Wang et sa co-auteure Diane Strong font quelque chose de simple : ils demandent. Ils interrogent 300 professionnels — informaticiens, comptables, gestionnaires opérationnels — sur ce que signifie pour eux une "bonne donnée". Les réponses produisent 179 attributs distincts.
Après dépouillement et analyse factorielle, 179 attributs se condensent en quatre dimensions fondamentales. L'article paraît en 1996 dans le Journal of Management Information Systems. Il est cité 9 000 fois. C'est l'un des articles les plus influents de la littérature sur les systèmes d'information.
Wang et Strong publièrent en 1996. L'industrie tech de 1996 — intéressée à construire des bases de données le plus vite possible pour la révolution internet — n'avait pas de temps pour la qualité. L'article fut cité par des chercheurs, ignoré par des praticiens.
En 2024, le New York Times attaque OpenAI pour violation de copyright sur ses données d'entraînement. En 2025, Mistral fait face à des questions similaires sur son corpus d'entraînement. En 2026, l'EU AI Act impose via l'Article 10 des exigences explicites de gouvernance des données pour les systèmes à haut risque : pratiques de gouvernance et gestion des données, données d'entraînement, de validation et de test, pertinence, représentativité, liberté d'erreurs.
L'Article 10 de l'EU AI Act est une reformulation légalement contraignante des quatre dimensions de Wang & Strong. Ce que deux chercheurs de MIT avaient cartographié comme problème académique en 1994 est devenu, en 2026, une obligation réglementaire sous peine d'amende maximale de 35 millions d'euros.
La dimension D3 — Data Governance & Quality — est le point de rencontre entre Wang & Strong (1996), Data Trust Framework, et l'Article 10 EU AI Act.

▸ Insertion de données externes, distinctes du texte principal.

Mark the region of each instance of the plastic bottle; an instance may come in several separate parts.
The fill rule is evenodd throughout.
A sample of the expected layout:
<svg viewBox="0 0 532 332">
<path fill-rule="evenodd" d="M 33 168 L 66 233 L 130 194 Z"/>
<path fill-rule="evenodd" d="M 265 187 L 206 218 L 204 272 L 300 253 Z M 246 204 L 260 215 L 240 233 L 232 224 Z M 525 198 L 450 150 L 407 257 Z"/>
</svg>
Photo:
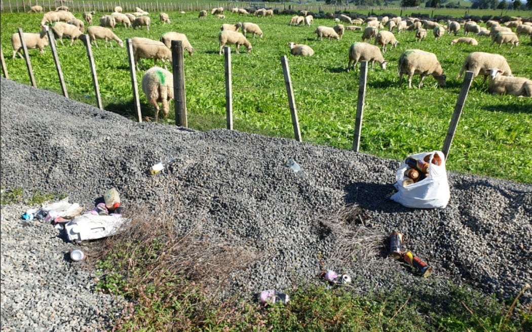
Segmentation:
<svg viewBox="0 0 532 332">
<path fill-rule="evenodd" d="M 177 157 L 172 157 L 164 161 L 157 163 L 149 168 L 149 173 L 152 174 L 159 173 L 160 171 L 164 169 L 164 167 L 167 167 L 169 165 L 173 163 L 176 159 L 177 159 Z"/>
</svg>

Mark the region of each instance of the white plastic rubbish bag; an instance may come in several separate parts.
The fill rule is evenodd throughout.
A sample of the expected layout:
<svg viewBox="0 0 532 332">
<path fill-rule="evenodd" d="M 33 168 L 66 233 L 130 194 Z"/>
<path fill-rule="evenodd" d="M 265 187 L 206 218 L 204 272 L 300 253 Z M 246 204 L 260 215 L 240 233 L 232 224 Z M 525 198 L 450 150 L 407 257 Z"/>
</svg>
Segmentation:
<svg viewBox="0 0 532 332">
<path fill-rule="evenodd" d="M 437 154 L 442 160 L 439 166 L 432 162 L 435 154 Z M 397 182 L 394 186 L 397 191 L 390 198 L 392 200 L 409 208 L 443 209 L 447 206 L 451 198 L 451 192 L 443 152 L 433 151 L 412 155 L 410 157 L 422 160 L 427 155 L 432 155 L 429 159 L 430 166 L 427 177 L 406 186 L 403 185 L 403 181 L 407 178 L 405 172 L 409 167 L 403 161 L 395 173 Z"/>
<path fill-rule="evenodd" d="M 128 219 L 121 215 L 100 216 L 85 214 L 65 225 L 69 241 L 82 241 L 101 239 L 117 233 Z"/>
</svg>

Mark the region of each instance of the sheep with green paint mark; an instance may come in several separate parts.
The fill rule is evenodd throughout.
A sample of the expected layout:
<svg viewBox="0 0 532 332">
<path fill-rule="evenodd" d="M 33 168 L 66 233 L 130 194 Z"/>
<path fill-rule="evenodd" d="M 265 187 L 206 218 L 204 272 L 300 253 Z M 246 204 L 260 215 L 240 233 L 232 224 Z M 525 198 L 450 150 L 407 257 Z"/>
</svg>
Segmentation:
<svg viewBox="0 0 532 332">
<path fill-rule="evenodd" d="M 142 91 L 148 102 L 155 108 L 155 122 L 161 104 L 163 116 L 166 118 L 170 112 L 170 101 L 173 99 L 173 78 L 172 73 L 160 67 L 152 67 L 142 77 Z"/>
</svg>

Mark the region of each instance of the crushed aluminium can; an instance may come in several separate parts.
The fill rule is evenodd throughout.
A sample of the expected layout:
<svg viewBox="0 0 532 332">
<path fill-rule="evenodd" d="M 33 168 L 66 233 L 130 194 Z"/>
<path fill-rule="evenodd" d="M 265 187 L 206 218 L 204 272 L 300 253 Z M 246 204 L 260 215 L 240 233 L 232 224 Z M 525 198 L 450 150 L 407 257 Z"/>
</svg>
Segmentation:
<svg viewBox="0 0 532 332">
<path fill-rule="evenodd" d="M 403 243 L 403 234 L 394 232 L 390 237 L 389 256 L 395 259 L 401 259 L 402 257 L 401 247 Z"/>
<path fill-rule="evenodd" d="M 403 259 L 409 265 L 417 269 L 424 278 L 428 277 L 432 273 L 432 268 L 414 256 L 410 250 L 404 253 L 404 254 L 403 255 Z"/>
</svg>

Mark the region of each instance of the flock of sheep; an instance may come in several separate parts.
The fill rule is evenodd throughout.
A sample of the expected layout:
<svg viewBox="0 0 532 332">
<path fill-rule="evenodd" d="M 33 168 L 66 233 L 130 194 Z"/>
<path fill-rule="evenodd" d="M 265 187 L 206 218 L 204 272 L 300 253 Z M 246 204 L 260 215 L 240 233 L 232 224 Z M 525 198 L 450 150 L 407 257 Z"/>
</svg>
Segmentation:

Elle évalue trois questions concrètes sur chaque actif IA :
Provenance des données d'entraînement. L'actif peut-il documenter l'origine de ses données d'entraînement ? Y a-t-il une politique de droits claires ? Des procédures opt-out documentées pour les données personnelles ?
Qualité et représentativité. Les données d'entraînement sont-elles représentatives du périmètre d'application réel ? Y a-t-il une documentation des biais identifiés et des mesures de correction ?

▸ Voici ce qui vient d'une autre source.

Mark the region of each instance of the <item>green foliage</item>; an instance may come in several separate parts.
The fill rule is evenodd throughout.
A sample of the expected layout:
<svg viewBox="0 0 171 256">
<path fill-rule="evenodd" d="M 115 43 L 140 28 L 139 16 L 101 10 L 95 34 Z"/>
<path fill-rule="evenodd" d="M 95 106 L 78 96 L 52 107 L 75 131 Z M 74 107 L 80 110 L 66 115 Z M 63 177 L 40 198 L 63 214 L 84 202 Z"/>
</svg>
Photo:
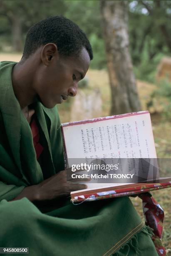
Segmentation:
<svg viewBox="0 0 171 256">
<path fill-rule="evenodd" d="M 171 1 L 128 0 L 129 50 L 137 78 L 154 81 L 161 58 L 171 54 Z M 50 16 L 63 15 L 77 24 L 92 45 L 91 67 L 106 67 L 99 1 L 0 0 L 0 49 L 13 46 L 12 29 L 15 17 L 21 23 L 24 45 L 31 26 Z M 21 51 L 22 50 L 21 49 Z"/>
</svg>

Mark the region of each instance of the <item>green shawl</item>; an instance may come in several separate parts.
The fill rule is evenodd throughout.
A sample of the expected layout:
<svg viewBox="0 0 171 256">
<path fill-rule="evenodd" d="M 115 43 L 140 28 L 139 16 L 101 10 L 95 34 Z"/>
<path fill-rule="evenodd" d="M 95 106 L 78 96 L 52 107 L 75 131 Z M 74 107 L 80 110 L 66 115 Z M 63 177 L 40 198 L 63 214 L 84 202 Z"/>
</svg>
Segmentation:
<svg viewBox="0 0 171 256">
<path fill-rule="evenodd" d="M 0 247 L 29 247 L 31 256 L 157 255 L 128 197 L 84 203 L 56 203 L 43 213 L 27 198 L 8 202 L 43 180 L 31 129 L 13 91 L 15 63 L 0 63 Z M 47 145 L 43 168 L 50 176 L 64 169 L 56 108 L 35 108 Z"/>
</svg>

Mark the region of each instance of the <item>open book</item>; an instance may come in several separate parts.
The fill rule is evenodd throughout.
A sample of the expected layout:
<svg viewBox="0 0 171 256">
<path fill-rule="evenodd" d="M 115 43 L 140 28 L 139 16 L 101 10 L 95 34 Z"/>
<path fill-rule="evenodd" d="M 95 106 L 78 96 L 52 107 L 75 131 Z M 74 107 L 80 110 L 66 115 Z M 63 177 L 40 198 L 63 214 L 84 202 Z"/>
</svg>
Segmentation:
<svg viewBox="0 0 171 256">
<path fill-rule="evenodd" d="M 71 192 L 73 202 L 134 195 L 144 185 L 146 192 L 171 185 L 171 178 L 159 178 L 149 111 L 63 123 L 62 130 L 67 167 L 73 177 L 91 179 L 86 189 Z M 107 171 L 100 169 L 102 163 L 109 166 Z"/>
</svg>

Lineage et traçabilité. Pour un actif soumis aux obligations Art. 10, les logs permettent-ils de retracer les décisions du système jusqu'aux données qui les ont produites ? L'RGPD Art. 35 (DPIA) a-t-il été conduit ?

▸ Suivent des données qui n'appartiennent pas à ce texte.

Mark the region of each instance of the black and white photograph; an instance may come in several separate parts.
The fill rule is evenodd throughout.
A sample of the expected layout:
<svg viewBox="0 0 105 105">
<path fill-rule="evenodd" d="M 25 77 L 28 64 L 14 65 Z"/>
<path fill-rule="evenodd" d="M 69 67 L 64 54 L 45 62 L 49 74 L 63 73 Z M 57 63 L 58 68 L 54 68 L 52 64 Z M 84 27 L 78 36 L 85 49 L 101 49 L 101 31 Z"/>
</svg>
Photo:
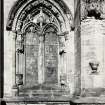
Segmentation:
<svg viewBox="0 0 105 105">
<path fill-rule="evenodd" d="M 0 103 L 105 105 L 105 0 L 1 0 Z"/>
</svg>

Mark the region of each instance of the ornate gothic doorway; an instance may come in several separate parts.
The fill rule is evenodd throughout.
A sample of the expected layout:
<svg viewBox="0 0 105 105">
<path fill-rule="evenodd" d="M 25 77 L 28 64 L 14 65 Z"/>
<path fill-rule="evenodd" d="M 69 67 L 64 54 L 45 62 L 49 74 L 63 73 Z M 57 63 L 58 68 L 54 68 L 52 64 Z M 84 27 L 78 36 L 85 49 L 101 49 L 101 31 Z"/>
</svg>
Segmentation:
<svg viewBox="0 0 105 105">
<path fill-rule="evenodd" d="M 26 94 L 67 87 L 65 42 L 73 21 L 69 8 L 62 0 L 21 0 L 15 6 L 7 23 L 14 34 L 13 88 Z"/>
</svg>

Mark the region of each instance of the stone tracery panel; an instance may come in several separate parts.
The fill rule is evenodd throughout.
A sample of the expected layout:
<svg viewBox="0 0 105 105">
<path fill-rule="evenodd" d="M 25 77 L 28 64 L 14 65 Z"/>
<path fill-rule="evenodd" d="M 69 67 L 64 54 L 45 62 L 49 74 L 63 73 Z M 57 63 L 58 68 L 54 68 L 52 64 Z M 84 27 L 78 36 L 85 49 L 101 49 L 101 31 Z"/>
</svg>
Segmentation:
<svg viewBox="0 0 105 105">
<path fill-rule="evenodd" d="M 27 32 L 25 40 L 26 85 L 34 86 L 38 83 L 38 36 L 36 33 Z"/>
<path fill-rule="evenodd" d="M 45 34 L 45 82 L 50 84 L 58 83 L 58 36 L 51 29 Z"/>
</svg>

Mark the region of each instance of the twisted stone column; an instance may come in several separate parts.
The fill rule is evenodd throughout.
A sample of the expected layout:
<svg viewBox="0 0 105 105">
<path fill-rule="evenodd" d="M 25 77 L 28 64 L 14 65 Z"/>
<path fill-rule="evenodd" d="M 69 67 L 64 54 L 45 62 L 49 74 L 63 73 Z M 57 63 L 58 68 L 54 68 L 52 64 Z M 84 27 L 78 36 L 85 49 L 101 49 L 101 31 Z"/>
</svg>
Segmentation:
<svg viewBox="0 0 105 105">
<path fill-rule="evenodd" d="M 16 32 L 12 32 L 12 95 L 18 95 L 18 86 L 16 84 Z"/>
<path fill-rule="evenodd" d="M 38 83 L 44 82 L 44 36 L 39 36 Z"/>
</svg>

Un actif IA dont le fondateur répond "nos données d'entraînement ? on a scrapé le web" score D3 = 1/5. Ce n'est pas un jugement de valeur. C'est une observation sur l'exposition réglementaire : Art. 10 EU AI Act + RGPD Art. 35 + risque de litiges copyright = haircut sur valorisation.
Un actif qui a conduit un data audit formalisé, documenté les sources et leurs licences, et produit un DPIA complet score D3 ≥ 4/5. La différence de scoring entre ces deux profils se traduit directement en différence de valorisation attendue et en structure de deal recommandée.
Wang et Strong ont posé les bonnes questions en 1994. L'industrie IA a eu 30 ans pour s'y préparer. En 2026, ceux qui ont fait leurs devoirs valent plus.